Interpreter of Travellings

That post title is a riff on a Pulitzer Prize-winning book of short stories about people of South Asian background. Therein lies the stuff of today’s rumination.

I was shocked to see that Harvard College’s men’s varsity basketball team succeeded yesterday in knocking off Boston College, which only last week defeated North Carolina, the top-ranked team in the country. That must make Harvard the best team going, no? [You may laugh, but if we increased the sample size enough — say, we had the teams play seven-game series against each other — then we would give at least some credence to a transitive-property-based argument, no? Isn’t that the whole idea of an elimination tournament? Take the 2008 NBA Finals: The Celtics proved that they are better than the Lakers. The Lakers proved that they are better than the Spurs (who proved they are better than Phoenix and better than the Hornets, who proved that they are better than Dallas) and better than the Jazz (who proved they are better than the Rockets) and better than Denver.

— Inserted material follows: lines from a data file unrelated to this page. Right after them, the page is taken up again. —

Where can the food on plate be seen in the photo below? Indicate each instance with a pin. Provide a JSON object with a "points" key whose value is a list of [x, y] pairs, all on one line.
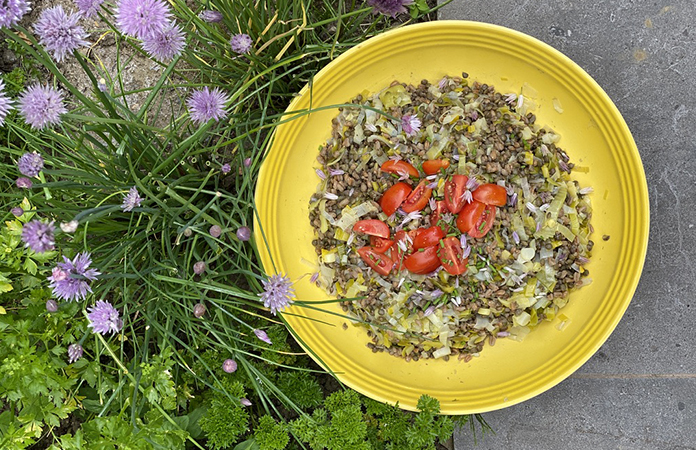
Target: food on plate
{"points": [[446, 218]]}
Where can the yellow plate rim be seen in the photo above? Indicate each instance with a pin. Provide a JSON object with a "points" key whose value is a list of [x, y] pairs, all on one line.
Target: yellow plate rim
{"points": [[538, 380]]}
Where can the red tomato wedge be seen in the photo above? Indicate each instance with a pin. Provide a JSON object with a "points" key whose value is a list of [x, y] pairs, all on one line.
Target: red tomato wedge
{"points": [[428, 237], [380, 245], [418, 198], [469, 216], [394, 197], [397, 253], [484, 223], [451, 256], [382, 264], [433, 166], [454, 189], [400, 167], [423, 261], [373, 227], [490, 194]]}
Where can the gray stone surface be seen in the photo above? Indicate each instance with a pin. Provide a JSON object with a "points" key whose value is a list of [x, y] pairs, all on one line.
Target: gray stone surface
{"points": [[639, 390]]}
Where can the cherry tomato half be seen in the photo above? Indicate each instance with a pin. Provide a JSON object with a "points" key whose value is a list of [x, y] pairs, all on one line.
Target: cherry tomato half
{"points": [[451, 255], [428, 237], [380, 245], [373, 227], [400, 167], [402, 240], [484, 223], [469, 216], [394, 197], [454, 190], [433, 166], [423, 261], [491, 194], [418, 198], [382, 264]]}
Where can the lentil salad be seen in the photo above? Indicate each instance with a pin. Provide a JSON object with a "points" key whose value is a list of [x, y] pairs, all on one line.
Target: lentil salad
{"points": [[416, 169]]}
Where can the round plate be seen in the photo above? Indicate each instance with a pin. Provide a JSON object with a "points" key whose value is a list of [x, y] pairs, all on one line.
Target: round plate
{"points": [[592, 132]]}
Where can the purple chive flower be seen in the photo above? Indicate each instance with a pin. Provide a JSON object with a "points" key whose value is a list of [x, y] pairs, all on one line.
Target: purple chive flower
{"points": [[24, 183], [229, 365], [215, 231], [5, 102], [244, 233], [139, 18], [241, 43], [12, 11], [89, 8], [199, 310], [199, 267], [59, 32], [74, 353], [41, 106], [70, 279], [103, 318], [278, 293], [165, 44], [206, 104], [51, 306], [210, 16], [263, 336], [38, 236], [131, 200], [30, 164], [101, 85], [410, 124], [389, 7]]}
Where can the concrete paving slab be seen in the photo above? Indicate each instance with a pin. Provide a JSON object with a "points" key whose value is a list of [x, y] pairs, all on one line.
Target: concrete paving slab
{"points": [[639, 390], [584, 414]]}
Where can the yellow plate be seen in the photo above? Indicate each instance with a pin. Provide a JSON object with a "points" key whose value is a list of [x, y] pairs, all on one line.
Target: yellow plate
{"points": [[592, 132]]}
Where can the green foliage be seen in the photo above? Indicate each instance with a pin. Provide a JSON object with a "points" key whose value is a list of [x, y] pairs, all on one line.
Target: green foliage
{"points": [[271, 435], [34, 383], [157, 380], [158, 383], [278, 352], [301, 387], [16, 261], [339, 425], [226, 420], [344, 423]]}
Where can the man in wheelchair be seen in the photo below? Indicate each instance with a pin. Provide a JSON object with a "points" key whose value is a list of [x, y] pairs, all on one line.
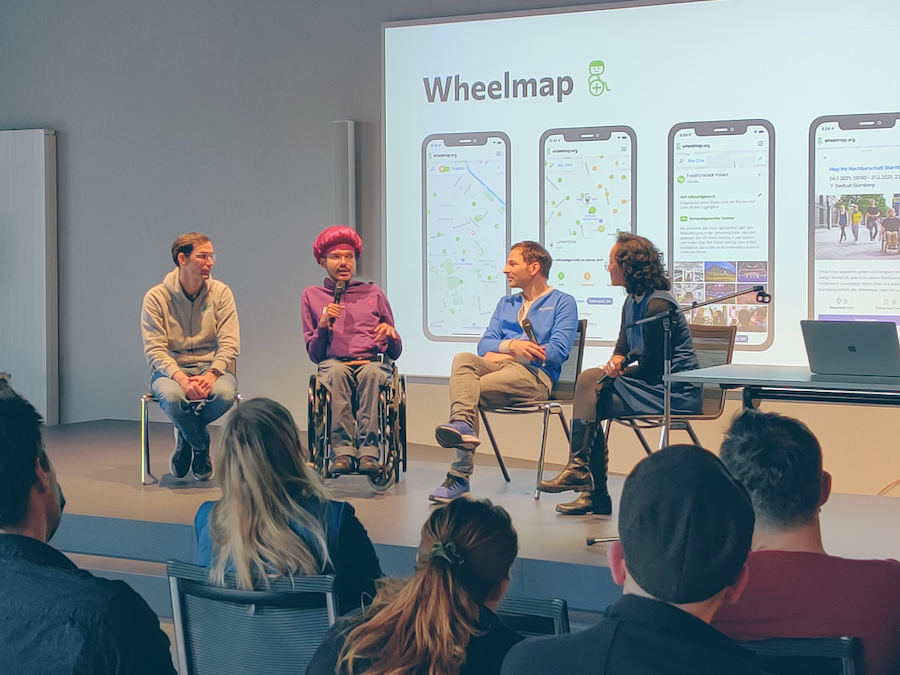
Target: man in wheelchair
{"points": [[347, 326]]}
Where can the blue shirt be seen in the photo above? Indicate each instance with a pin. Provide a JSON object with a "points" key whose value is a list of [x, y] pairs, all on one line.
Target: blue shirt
{"points": [[554, 317]]}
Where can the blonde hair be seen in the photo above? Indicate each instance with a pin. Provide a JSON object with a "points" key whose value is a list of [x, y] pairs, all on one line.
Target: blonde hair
{"points": [[262, 468], [424, 626]]}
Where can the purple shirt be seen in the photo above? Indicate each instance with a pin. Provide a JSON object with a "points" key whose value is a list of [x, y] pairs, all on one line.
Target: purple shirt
{"points": [[353, 334]]}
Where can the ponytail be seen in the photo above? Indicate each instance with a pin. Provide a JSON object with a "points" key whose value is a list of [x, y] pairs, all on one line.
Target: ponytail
{"points": [[424, 627]]}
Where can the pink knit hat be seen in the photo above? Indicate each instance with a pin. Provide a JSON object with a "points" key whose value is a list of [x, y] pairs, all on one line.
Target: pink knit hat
{"points": [[334, 236]]}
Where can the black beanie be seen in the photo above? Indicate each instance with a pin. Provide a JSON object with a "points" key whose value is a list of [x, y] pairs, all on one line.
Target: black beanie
{"points": [[685, 524]]}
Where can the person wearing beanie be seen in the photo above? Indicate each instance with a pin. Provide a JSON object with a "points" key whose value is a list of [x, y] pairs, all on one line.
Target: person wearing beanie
{"points": [[191, 336], [349, 339], [685, 526], [796, 589]]}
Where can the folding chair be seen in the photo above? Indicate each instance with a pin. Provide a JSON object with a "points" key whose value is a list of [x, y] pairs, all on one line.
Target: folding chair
{"points": [[714, 346], [531, 617], [808, 656], [562, 393], [268, 631]]}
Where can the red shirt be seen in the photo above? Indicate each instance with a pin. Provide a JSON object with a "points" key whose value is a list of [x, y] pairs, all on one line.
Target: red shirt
{"points": [[795, 594]]}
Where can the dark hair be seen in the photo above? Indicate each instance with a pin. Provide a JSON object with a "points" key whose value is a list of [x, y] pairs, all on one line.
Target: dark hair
{"points": [[779, 461], [185, 244], [466, 550], [20, 446], [641, 264], [533, 252]]}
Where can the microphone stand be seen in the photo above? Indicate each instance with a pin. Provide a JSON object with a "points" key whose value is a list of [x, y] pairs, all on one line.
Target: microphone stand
{"points": [[667, 318]]}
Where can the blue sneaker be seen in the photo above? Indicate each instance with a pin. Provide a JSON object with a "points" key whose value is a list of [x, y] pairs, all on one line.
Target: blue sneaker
{"points": [[452, 488], [457, 434]]}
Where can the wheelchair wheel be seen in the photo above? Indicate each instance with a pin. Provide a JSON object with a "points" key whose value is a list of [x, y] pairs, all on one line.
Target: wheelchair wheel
{"points": [[323, 463], [401, 422], [311, 419], [387, 476]]}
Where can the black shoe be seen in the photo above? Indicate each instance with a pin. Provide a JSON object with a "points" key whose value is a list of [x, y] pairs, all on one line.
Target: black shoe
{"points": [[202, 466], [180, 461], [342, 464], [369, 466], [576, 476], [588, 502]]}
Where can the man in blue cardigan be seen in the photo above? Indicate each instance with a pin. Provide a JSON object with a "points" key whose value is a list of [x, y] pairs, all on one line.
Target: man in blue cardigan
{"points": [[510, 367]]}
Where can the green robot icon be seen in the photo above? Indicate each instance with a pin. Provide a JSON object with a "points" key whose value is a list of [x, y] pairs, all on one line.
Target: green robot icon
{"points": [[595, 84]]}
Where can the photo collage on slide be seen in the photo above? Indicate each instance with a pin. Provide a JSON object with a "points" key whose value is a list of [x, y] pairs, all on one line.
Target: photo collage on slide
{"points": [[705, 281]]}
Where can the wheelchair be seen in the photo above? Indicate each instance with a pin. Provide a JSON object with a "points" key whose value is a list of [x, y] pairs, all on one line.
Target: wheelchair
{"points": [[391, 429]]}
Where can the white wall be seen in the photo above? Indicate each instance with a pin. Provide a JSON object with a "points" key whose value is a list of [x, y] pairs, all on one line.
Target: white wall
{"points": [[209, 115], [215, 115]]}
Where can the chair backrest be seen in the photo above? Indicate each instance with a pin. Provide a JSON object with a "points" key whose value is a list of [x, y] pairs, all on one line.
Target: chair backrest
{"points": [[714, 346], [228, 630], [571, 368], [531, 617], [808, 656]]}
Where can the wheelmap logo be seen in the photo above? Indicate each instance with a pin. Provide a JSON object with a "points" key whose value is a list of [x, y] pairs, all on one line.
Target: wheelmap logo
{"points": [[596, 85]]}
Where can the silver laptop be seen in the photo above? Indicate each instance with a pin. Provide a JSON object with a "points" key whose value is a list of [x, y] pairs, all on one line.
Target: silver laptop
{"points": [[855, 348]]}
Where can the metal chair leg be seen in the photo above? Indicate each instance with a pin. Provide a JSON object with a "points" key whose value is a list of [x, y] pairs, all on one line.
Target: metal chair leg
{"points": [[540, 476], [487, 426], [688, 428], [145, 442]]}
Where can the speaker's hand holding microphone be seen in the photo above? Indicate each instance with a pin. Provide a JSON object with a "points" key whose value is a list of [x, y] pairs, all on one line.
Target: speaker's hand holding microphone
{"points": [[333, 309], [533, 350], [615, 366]]}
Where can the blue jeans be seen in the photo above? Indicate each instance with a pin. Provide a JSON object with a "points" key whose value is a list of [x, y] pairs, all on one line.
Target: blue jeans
{"points": [[348, 432], [191, 417]]}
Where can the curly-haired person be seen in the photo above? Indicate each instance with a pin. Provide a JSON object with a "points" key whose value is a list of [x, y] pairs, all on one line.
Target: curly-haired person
{"points": [[635, 264]]}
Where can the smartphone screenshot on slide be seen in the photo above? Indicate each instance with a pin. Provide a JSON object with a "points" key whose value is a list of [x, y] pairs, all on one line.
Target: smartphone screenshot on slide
{"points": [[465, 221], [853, 217], [721, 223], [588, 185]]}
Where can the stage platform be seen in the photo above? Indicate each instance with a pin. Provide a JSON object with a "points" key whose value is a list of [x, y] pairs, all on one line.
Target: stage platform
{"points": [[119, 528]]}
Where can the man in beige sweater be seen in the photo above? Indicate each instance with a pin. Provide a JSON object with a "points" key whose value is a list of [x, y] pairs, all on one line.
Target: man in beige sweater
{"points": [[191, 337]]}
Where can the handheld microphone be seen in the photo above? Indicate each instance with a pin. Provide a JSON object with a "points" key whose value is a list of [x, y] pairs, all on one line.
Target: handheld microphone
{"points": [[339, 287], [630, 358], [529, 331]]}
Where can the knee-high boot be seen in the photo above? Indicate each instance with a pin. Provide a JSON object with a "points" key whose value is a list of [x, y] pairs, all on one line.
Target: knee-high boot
{"points": [[576, 475], [596, 501]]}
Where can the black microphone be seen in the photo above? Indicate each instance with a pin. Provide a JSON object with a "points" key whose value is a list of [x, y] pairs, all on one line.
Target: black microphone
{"points": [[529, 331], [339, 289], [630, 358]]}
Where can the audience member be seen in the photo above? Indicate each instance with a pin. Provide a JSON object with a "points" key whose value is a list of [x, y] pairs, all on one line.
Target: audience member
{"points": [[442, 621], [191, 338], [685, 527], [55, 618], [275, 518], [796, 589]]}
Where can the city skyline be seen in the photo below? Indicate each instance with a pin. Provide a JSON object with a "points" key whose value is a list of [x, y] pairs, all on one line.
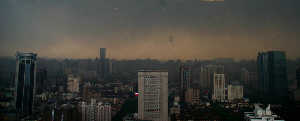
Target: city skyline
{"points": [[158, 29]]}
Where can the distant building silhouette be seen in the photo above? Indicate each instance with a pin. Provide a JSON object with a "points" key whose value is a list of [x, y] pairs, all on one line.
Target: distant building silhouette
{"points": [[41, 80], [95, 111], [207, 76], [105, 65], [102, 53], [235, 92], [153, 95], [25, 82], [218, 93], [298, 77], [272, 75], [185, 79]]}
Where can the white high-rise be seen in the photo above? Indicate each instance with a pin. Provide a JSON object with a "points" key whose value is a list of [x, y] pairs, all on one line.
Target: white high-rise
{"points": [[153, 95], [73, 83], [219, 87]]}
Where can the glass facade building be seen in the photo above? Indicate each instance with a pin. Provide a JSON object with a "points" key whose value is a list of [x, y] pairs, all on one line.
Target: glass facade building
{"points": [[25, 82], [272, 74]]}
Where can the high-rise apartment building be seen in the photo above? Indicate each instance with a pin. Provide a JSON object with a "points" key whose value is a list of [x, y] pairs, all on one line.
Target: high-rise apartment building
{"points": [[153, 95], [192, 96], [25, 82], [104, 64], [218, 93], [298, 77], [73, 83], [102, 53], [185, 79], [95, 111], [235, 92], [272, 75], [207, 75]]}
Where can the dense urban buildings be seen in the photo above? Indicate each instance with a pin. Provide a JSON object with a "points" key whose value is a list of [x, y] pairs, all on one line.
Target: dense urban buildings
{"points": [[25, 82], [272, 75], [260, 114], [218, 93], [95, 111], [192, 96], [185, 79], [153, 95], [104, 65], [73, 83], [207, 75]]}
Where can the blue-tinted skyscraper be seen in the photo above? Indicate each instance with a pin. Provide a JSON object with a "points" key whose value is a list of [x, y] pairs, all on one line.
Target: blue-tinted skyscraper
{"points": [[272, 75], [25, 82]]}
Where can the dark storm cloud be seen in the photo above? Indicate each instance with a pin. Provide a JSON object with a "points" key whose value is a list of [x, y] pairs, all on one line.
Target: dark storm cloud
{"points": [[142, 28]]}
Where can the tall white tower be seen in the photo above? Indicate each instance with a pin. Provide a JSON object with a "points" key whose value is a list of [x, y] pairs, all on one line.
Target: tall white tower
{"points": [[153, 95], [219, 87]]}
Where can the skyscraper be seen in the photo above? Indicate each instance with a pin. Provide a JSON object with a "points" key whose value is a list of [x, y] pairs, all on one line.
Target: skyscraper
{"points": [[298, 77], [102, 53], [25, 82], [272, 75], [153, 95], [104, 64], [207, 75], [95, 111], [185, 79], [218, 93]]}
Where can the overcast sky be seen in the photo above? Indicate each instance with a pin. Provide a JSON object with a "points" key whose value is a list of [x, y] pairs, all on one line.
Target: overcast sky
{"points": [[159, 29]]}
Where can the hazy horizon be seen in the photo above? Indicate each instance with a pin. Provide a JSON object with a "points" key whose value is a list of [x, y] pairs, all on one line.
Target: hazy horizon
{"points": [[158, 29]]}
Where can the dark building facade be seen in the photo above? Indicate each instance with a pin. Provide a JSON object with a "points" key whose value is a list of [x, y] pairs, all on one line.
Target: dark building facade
{"points": [[185, 79], [103, 65], [41, 80], [25, 82], [102, 53], [298, 77], [272, 76]]}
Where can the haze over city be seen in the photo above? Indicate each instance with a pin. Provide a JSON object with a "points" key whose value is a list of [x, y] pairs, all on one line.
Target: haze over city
{"points": [[158, 29]]}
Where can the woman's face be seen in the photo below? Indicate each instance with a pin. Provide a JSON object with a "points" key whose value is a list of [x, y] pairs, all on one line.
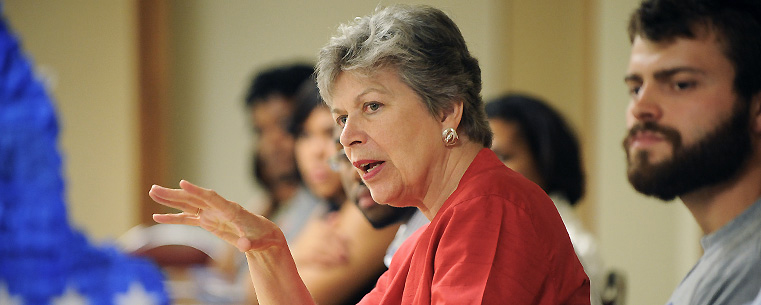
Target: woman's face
{"points": [[389, 136], [513, 150], [314, 146]]}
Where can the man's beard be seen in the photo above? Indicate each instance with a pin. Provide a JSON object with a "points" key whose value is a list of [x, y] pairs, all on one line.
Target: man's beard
{"points": [[715, 158]]}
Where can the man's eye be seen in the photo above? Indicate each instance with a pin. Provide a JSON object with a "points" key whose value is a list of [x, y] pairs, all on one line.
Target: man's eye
{"points": [[634, 90]]}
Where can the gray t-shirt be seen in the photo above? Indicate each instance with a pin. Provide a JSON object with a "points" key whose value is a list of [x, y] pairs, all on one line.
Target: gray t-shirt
{"points": [[730, 270]]}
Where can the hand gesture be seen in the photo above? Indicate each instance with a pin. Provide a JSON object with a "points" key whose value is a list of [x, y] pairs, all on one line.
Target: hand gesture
{"points": [[225, 219]]}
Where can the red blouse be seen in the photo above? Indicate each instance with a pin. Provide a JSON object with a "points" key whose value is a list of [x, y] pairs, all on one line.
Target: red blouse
{"points": [[498, 239]]}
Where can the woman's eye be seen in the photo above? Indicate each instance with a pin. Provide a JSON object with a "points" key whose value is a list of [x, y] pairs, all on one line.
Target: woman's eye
{"points": [[683, 85], [372, 106]]}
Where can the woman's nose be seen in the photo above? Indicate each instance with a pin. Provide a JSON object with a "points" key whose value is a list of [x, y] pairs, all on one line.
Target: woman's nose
{"points": [[351, 134]]}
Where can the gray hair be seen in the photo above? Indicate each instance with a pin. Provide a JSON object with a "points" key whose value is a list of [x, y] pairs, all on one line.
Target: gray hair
{"points": [[425, 47]]}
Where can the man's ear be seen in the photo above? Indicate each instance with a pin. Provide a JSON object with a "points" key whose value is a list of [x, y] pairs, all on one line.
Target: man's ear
{"points": [[451, 117], [755, 113]]}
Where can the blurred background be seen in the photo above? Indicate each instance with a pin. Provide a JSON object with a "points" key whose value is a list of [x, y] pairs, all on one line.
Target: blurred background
{"points": [[151, 92]]}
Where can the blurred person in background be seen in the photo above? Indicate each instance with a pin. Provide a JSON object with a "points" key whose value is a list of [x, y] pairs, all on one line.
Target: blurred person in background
{"points": [[534, 140]]}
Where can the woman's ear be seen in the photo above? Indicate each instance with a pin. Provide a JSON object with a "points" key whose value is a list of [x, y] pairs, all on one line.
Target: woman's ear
{"points": [[452, 116]]}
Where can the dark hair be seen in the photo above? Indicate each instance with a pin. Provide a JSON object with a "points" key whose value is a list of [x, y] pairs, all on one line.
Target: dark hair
{"points": [[550, 139], [283, 80], [307, 100], [737, 24]]}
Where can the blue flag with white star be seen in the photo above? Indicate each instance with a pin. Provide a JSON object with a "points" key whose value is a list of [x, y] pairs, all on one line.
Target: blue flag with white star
{"points": [[43, 260]]}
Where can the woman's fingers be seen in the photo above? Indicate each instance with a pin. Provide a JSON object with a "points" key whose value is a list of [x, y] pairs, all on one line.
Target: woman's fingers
{"points": [[182, 219], [177, 198], [210, 198]]}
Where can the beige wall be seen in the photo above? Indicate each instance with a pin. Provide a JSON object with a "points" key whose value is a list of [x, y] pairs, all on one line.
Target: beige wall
{"points": [[573, 53], [87, 50]]}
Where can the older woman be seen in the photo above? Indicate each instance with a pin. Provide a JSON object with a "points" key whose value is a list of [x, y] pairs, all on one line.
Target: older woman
{"points": [[404, 88]]}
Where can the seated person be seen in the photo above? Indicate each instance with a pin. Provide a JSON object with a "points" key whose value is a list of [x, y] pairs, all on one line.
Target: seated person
{"points": [[405, 90], [534, 140]]}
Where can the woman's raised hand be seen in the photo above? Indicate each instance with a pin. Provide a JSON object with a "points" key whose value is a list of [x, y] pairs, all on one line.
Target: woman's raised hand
{"points": [[225, 219]]}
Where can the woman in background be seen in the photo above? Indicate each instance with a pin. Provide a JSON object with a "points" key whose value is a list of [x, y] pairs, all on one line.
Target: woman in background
{"points": [[534, 140]]}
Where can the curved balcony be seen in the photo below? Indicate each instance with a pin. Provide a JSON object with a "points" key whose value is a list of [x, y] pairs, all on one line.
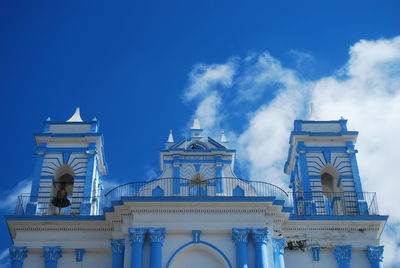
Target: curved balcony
{"points": [[197, 188]]}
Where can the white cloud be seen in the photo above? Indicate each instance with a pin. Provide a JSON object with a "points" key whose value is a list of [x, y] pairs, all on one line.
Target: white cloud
{"points": [[5, 258], [204, 78], [9, 199], [366, 91]]}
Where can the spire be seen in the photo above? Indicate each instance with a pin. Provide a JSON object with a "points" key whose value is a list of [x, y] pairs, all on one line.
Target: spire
{"points": [[223, 138], [196, 131], [313, 114], [76, 117], [170, 136]]}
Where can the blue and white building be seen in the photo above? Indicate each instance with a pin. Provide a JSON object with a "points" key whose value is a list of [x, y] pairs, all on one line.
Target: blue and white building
{"points": [[197, 213]]}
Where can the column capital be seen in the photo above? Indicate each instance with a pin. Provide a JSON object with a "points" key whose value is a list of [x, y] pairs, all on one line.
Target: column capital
{"points": [[157, 235], [118, 245], [136, 235], [375, 254], [18, 254], [260, 235], [240, 235], [51, 253], [342, 253], [279, 245]]}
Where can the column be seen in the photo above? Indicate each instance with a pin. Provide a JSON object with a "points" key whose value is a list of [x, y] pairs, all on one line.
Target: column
{"points": [[260, 240], [375, 256], [51, 256], [17, 255], [157, 236], [279, 249], [343, 256], [118, 252], [240, 237], [136, 236]]}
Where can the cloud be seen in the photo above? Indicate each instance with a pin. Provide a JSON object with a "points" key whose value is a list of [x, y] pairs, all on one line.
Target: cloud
{"points": [[5, 258], [204, 78], [366, 91]]}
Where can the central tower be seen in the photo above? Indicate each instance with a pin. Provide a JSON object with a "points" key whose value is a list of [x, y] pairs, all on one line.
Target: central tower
{"points": [[197, 159]]}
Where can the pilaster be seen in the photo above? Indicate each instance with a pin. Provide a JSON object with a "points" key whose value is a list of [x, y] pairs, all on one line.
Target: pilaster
{"points": [[118, 252], [260, 241], [157, 236], [343, 256], [278, 245], [375, 256], [241, 237], [51, 256], [17, 256], [137, 236]]}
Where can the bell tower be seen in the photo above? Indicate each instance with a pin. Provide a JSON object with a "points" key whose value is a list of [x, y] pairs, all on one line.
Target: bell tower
{"points": [[70, 168], [323, 169]]}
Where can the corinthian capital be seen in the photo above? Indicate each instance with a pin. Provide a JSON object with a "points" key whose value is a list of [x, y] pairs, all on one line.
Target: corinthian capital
{"points": [[157, 235], [240, 235], [137, 235]]}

By a similar inductive argument, the Celtics proved themselves better than all the East teams. Ergo, the Celtics are the best team in the league.]

Anyway, I was struck that Harvard’s star is a young man named Jeremy Lin, who grew up in Palo Alto, California. Lin poured in 27 points against BC. Besides his cat-like quickness against slower defenders, Lin’s most distinctive feature seems to be that he is of Chinese descent. I cannot think of another Asian-American basketball player who has achieved national notoriety at either the college or professional level.

It is silly to say that the idea of Asians playing ball is unheard of. Thousands or possibly millions of young people play basketball in China, and the Chinese league is thriving. Five players from China have made NBA rosters: Wang Zhizhi, Yao Ming, Yi Jianlian, Mengke Bateer, and Sun Xue.

Perhaps there is something distressingly essentialist in my discussing Asians’ playing ball and Asian-Americans’ playing ball in the same paragraph. Yet, as I discussed in an earlier post, basketball success is, probably more than other sports, to a great extent a matter of genetics. And surely people here of Asian descent share relevant phenotypes with their brothers in the homeland.

Which sub-population is the tallest in Asia? To my mind, this question is easy: Punjabis. The biggest Asian movie villain I can think of is the 7’1” Dalip Singh, who was recently featured as a monster with a soft side in the Steve Carell movie “Get Smart”, and in the meantime wrestles for Vince McMahon’s World Wrestling Entertainment. Try as I might, I can’t find any credible internet sources comparing the relative heights of various ethnic groups within East Asia and the Indian subcontinent, but if you know a whole lotta browns and yellows (sorry), it’s hard not to notice the uniform tallness of Punjabi men. Even Punjabi women are plenty big. It’s no wonder that Sikhism emphasizes the dual role of devotees as saints and soldiers, fighting for justice. Hard to imagine Gujaratis carrying a large dagger around: they might just try to sell it.

It’s not unheard of for Asian Americans to succeed at sports here. Many Samoans have excelled in both football and pro wrestling (The Rock, aka Dwayne Johnson, being exemplary of both those categories). High school tennis tournaments everywhere are filled with young Indian and Chinese kids whose parents have pushed them to develop killer forehands. But in basketball, which, at least in my view, requires the greatest athleticism of any major American team sport, Asian Americans are hard to find. This recent San Francisco Chronicle article provides an excellent review of the structural and cultural issues at play for young people of immigrant backgrounds. The article reports that only 19 of almost 5000 boys playing varsity Division I basketball in 2006-07 were Asian.



Given the altitudinally apt population, why don't more Punjabis succeed in basketball? Anecdotally, I know of at least a few six-foot-tall individuals of Punjabi background who like to ball in pickup games on the playground. It may be that heretofore, young people of Indian background in North America have all been immigrants or children thereof, and they were so busy being hectored by their parents to practice piano or study MCAT that they had little time for ball. (I lack the knowledge or space to effectively explore here the sociological literature on educational attitudes and achievement in immigrant generations, but a 2007 study by professors from Princeton and U-Penn found that among black students at Ivy League colleges, recent immigrants, i.e. those mostly from Africa and the Caribbean, made up 41 percent.)

I would not be surprised if we begin to see some tall Amardeeps and Sachpreets beginning to tackle the basketball world in coming years. But as for Jeremy Lin, I would predict that either Teach For America or law school awaits him. Dude is way too skinny!